Non mais là, vous lui demandez d'appliquer votre programme, vous n'avez pas non plus la majorité. Ce que je dis simplement, c'est que, est-ce que vous accepteriez certains de ces éléments ? Et en fait, est-ce que vous accepteriez de négocier s'il se mettait à parler d'immigration, d'énergie renouvelable ?

3:37
Locuteur 1

Ce qu'il passait avec M. Barnier, nous avons fixé un certain nombre de lignes rouges. Ces lignes rouges, ce n'était pas l'intégralité de notre programme. Nous ne sommes pas non plus naïfs, vous voyez, ça fait un partout. Nous savons bien que nous ne sommes pas au pouvoir. En revanche, nous ne voulons pas le laisser massacrer ce qui reste de l'économie française. Donc, nous, on jouera notre rôle. Il y a plusieurs moyens. Effectivement, essayer de le convaincre. S'il n'est pas convaincu, le censurer. Et après, donner une majorité à la France. Parce que, François Béroud, soyons un petit peu charitables envers lui. Pourquoi il ne peut pas avancer ?

Il n'est pas soutenu par le président de la République. Au sein de ses troupes, il n'y a pas de majorité. Il faut donc dissoudre l'Assemblée nationale. Il faut donner une majorité à la France.

4:11
Locuteur 4

Attendez, attendez, parce que c'est une chose de renverser le gouvernement. Vous, vous réclamez une dissolution au président de la République. Il faut une majorité.

4:16
Locuteur 1

Il peut le faire depuis une semaine, à peu près. Un budget, c'est quoi ? C'est la transcription en chiffres d'une volonté politique. Vous avez compris, vous, la volonté politique de François Béroud dans ce budget rafistolé et bricolé ? Bien sûr que non.

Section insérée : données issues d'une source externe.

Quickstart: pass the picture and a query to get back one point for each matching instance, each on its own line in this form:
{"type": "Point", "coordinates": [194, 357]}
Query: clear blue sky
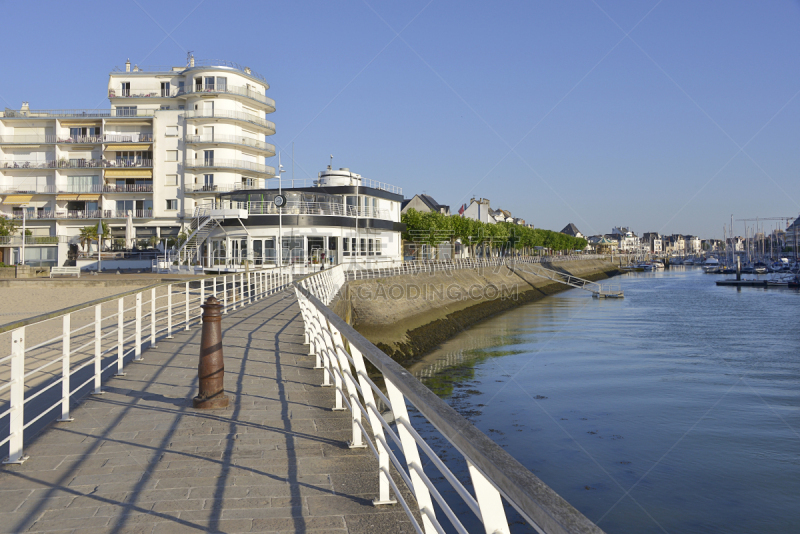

Et donc, une volonté politique, ça demande une majorité. Vous avez noté le silence gêné de Ensemble pour la République, ex-renaissance, c'est-à-dire la majorité. Le silence gêné des Républicains sur le budget de M. Béroud. Et M. Lefebvre, tout à l'heure, dans ce studio,

4:37
Locuteur 4

qui est en soutien du plan Béroud, qui dit qu'il y a des choses à discuter à l'Assemblée. On pourra encore revenir dans le détail. Mais globalement, le socle commun est derrière. On attend les Républicains.

4:46
Locuteur 1

On attend les Républicains, cela dit. Ils sont derrière et loin derrière. Ils sont extrêmement discrets. Mais vous, vous demandez la dissolution.

4:52
Locuteur 4

Attendez, vous avez vu la pagaille que ça a mis la dernière fois, Laurent Jacobelli. Non, non, mais attendez. On se relance dans ce circuit-là.

4:57
Locuteur 1

La démocratie n'est pas une pagaille. La démocratie, c'est la vie de la République. Aujourd'hui, on a quoi ? On a un bloc central qui gouverne, qui n'est d'accord sur rien. Il n'y a pas deux ministres qui s'entendent. Chacun est un futur candidat à l'élection présidentielle et joue sa carte.

5:12
Locuteur 4

Vous croyez que ce sera mieux en début 2026 ou fin 2025 ?

5:15
Locuteur 1

Ils font une majorité. Imaginez que sur votre radio, tout le monde parle en même temps et qu'il n'y en ait pas deux qui veulent animer la même émission au même moment. On n'y comprendrait rien. Vous avez un esprit d'équipe. J'imaginais bien cet esprit d'équipe. Il le faut aussi à la tête de la France pour essayer de la sortir de l'hônière dans laquelle elle est. C'est-à-dire d'un côté, des Français qui travaillent et qui sont matraqués fiscalement. De l'autre côté, des entrepreneurs qui n'arrivent plus à faire leur boulot tout simplement parce qu'ils sont étouffés de charges et de normes. Il faut en sortir.

5:40
Locuteur 4

On va accueillir Johan au 3216 qui nous appelle de Mayenne ce matin. Johan, vous écoutez depuis ce matin en décortique, on décrypte les annonces de François Bayrou. Vous entendez Laurent Jacobelli ce matin à l'instant avec nous. Est-ce que vous êtes, vous, Johan, en soutien ? Est-ce que vous trouvez que l'effort est équitablement partagé dans ce qui a été annoncé ou pas du tout ?

6:01
Locuteur 2

Alors au-delà du fait qu'il ne soit pas forcément équitablement partagé, moi je suis plutôt affligé par ce que j'ai entendu hier. Je ne suis pas sûr qu'il y ait de nécessité à s'offisquer des propositions parce que de toute façon, l'État n'aboutiront pas. Je pense que tous les échanges qu'on a entre la gauche et la droite illustrent bien ça. On a des propositions qui sont ridicules pour des résultats qui en plus sont insignifiants. On ne parle pas de réduction du transit de l'État, pas de réforme de charges sociales patronales, pas de réforme des retraites, pas de suppression des cumuls de salaires, des retraites, des mandats. Vous auriez voulu qu'il y aille plus fort en fait, Johan ?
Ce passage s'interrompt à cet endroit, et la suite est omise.